Elsa Harriet Thulin (née Sachs, born 19 January 1887 in Stockholm, died 29 March 1960 in Stockholm), was a Swedish translator.

==Biography==
Thulin went to Wallinska skolan in Stockholm and studied English, German and the Romance languages at Uppsala University, earning her bachelor's degree in 1908.

She started translating in her twenties. Her main source language was French; among the works she introduced to Swedish readers were The Plague by Albert Camus, La Symphonie pastorale by André Gide, several books by André Maurois, The Psychology of Art by André Malraux and Wagner by Guy de Pourtalès. She also translated Norwegian (Trygve Gulbranssen, Sigrid Boo), Danish (Ingrid Møller, William Heinesen) and Italian (Luigi Pirandello) authors.

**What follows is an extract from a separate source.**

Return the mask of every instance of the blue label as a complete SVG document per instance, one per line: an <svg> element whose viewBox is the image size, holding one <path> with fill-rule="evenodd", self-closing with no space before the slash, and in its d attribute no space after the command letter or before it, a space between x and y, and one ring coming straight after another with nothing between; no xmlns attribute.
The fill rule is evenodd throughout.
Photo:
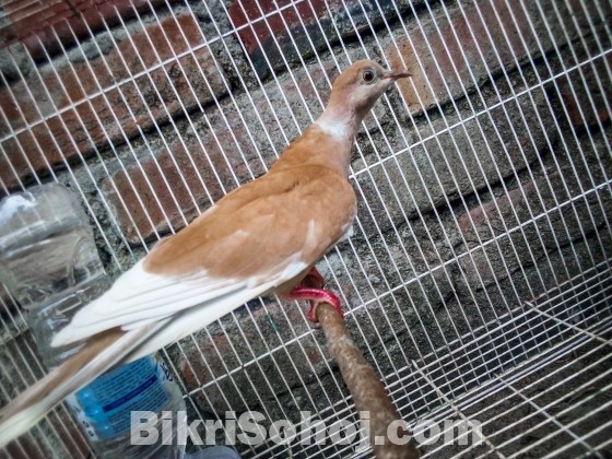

She was also a journalist and debater who distinguished herself during World War II by taking a strong anti-Nazi stance. A champion of improving literary translators' working conditions, she led the formation of the Swedish Translators' Association (Svenska Översättarförbundet) in 1954 and served as its president until her death.

Thulin received the Swedish Academy Translation Award in 1956 but also gave her name to a prize herself, the Elsa Thulin Prize for literary translators, established in 1960. For her contribution to popularizing French culture in Sweden, Thulin was awarded the Ordre des Palmes Académiques and the Legion of Honour. The French daily newspaper Le Figaro paid tribute in an obituary after her death.

Elsa Thulin married John Thulin in 1910; they had two children: Ebba, born 1911, and Lars, born 1913.